Still, a person can’t be a superhero or villain without some powers, and after some very funny scenes depicting Overdrive exposing himself to gamma radiation and other methods of gaining powers, we discover that his ability to trick out vehicles and drive very … ugh … well, I guess … comes from some nanites that were installed in his blood stream by Mister Negative.

The only catch is Overdrive is so pathetic that when someone from Negative’s camp comes looking to collect for services rendered, he’s unable to pay, inspiring a “war” of sorts between Overdrive/Negative. A getaway scene involving Overdrive and Beetle then connects very nicely into the reveal we got last issue that something physical/sexual had happened between the two teammates at some point in time. Again, that’s just a great way to transition from issue to issue in order to keep the larger flow of the story moving forward. It also helps that it provides Spencer and Ellis ample opportunity to work in some hilarious jokes about Overdrive’s “performance issues.”


To tie everything together – all of those “loose ends” Boomerang refers to at the beginning – Superior Foes #14 ends by advancing the Shocker vs. the group storyline that has been developing ever since Boomerang locked him a car trunk and left him for dead.
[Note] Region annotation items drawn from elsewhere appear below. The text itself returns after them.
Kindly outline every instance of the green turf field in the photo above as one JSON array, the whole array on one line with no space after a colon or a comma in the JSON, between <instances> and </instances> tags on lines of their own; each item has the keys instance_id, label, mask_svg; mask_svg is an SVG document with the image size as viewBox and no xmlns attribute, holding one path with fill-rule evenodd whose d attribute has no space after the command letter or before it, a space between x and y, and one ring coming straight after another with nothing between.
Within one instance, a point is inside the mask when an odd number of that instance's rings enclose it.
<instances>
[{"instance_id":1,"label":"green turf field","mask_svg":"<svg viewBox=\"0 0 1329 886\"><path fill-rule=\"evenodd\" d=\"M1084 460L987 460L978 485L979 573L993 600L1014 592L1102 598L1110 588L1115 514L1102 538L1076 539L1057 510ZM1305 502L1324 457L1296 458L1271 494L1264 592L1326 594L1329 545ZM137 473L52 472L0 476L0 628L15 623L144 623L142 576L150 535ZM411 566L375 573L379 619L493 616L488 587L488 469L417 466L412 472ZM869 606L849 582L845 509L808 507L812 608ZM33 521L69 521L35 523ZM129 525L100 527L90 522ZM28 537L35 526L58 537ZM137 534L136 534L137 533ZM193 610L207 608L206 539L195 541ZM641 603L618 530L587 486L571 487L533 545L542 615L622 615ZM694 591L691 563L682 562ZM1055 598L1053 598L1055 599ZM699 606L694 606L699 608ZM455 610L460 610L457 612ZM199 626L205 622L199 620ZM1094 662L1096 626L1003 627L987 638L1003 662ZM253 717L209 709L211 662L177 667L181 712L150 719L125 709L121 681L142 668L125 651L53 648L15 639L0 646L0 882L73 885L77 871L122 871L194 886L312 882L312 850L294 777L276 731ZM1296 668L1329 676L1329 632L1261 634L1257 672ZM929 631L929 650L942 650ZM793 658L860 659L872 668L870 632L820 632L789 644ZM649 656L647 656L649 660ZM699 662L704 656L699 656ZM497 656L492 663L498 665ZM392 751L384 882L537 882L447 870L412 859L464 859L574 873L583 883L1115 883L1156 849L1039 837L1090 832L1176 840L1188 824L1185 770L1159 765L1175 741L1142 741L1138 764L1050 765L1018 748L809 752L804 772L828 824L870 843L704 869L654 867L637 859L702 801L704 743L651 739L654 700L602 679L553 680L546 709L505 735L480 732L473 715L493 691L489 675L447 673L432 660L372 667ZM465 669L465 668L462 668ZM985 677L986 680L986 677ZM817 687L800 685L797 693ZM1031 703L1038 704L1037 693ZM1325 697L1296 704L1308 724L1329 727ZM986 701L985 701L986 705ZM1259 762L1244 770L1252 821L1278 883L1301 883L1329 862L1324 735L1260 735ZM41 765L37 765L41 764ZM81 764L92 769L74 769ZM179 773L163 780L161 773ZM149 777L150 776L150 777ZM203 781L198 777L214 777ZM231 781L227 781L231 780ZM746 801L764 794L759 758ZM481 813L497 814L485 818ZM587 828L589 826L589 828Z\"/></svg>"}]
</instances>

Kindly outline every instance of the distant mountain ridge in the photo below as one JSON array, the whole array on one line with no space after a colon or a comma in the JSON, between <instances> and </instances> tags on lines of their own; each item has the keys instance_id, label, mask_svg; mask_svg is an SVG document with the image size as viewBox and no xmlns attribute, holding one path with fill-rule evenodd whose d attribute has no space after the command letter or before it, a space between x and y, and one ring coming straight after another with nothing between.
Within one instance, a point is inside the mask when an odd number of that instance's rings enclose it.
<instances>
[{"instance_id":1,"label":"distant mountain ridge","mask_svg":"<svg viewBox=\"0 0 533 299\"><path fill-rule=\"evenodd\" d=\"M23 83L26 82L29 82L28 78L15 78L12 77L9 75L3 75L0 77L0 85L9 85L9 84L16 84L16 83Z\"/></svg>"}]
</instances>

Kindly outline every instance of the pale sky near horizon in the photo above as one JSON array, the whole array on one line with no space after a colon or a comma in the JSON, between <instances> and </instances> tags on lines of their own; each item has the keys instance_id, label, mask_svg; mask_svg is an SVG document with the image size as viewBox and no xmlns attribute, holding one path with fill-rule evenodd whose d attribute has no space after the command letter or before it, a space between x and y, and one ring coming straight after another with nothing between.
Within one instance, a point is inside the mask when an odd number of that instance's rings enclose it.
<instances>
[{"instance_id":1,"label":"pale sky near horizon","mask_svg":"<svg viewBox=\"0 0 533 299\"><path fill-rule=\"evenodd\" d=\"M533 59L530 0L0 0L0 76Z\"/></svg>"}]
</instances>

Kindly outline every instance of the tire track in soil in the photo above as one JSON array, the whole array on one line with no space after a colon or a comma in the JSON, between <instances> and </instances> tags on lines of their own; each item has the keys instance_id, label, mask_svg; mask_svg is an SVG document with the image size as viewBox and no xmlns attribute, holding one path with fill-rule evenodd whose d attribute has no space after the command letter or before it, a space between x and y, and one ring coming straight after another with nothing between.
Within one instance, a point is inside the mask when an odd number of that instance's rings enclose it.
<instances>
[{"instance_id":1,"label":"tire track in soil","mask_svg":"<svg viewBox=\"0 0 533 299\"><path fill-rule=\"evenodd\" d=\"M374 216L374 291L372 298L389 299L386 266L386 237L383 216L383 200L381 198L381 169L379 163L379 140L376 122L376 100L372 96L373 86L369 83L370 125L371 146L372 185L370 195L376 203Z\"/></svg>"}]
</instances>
In addition to having Shocker attack the group with his vibro-blasters, he also declares himself the new leader of the Sinister Six, which builds off the last few issues that have shown the character becoming more emboldened thanks to some verbal takedowns from the disembodied head of Silvermane (a sentence I still will never grow tired of writing).


As I alluded to earlier, standalone issues sometimes can be the bane of existence for even a series as good as Superior Foes because they can come across as being too disconnected and thereby “non-essential.” But Superior Foes #14 is an expert example of how a story can be both independent and very much connected to a larger narrative, providing the best of both worlds for the reader.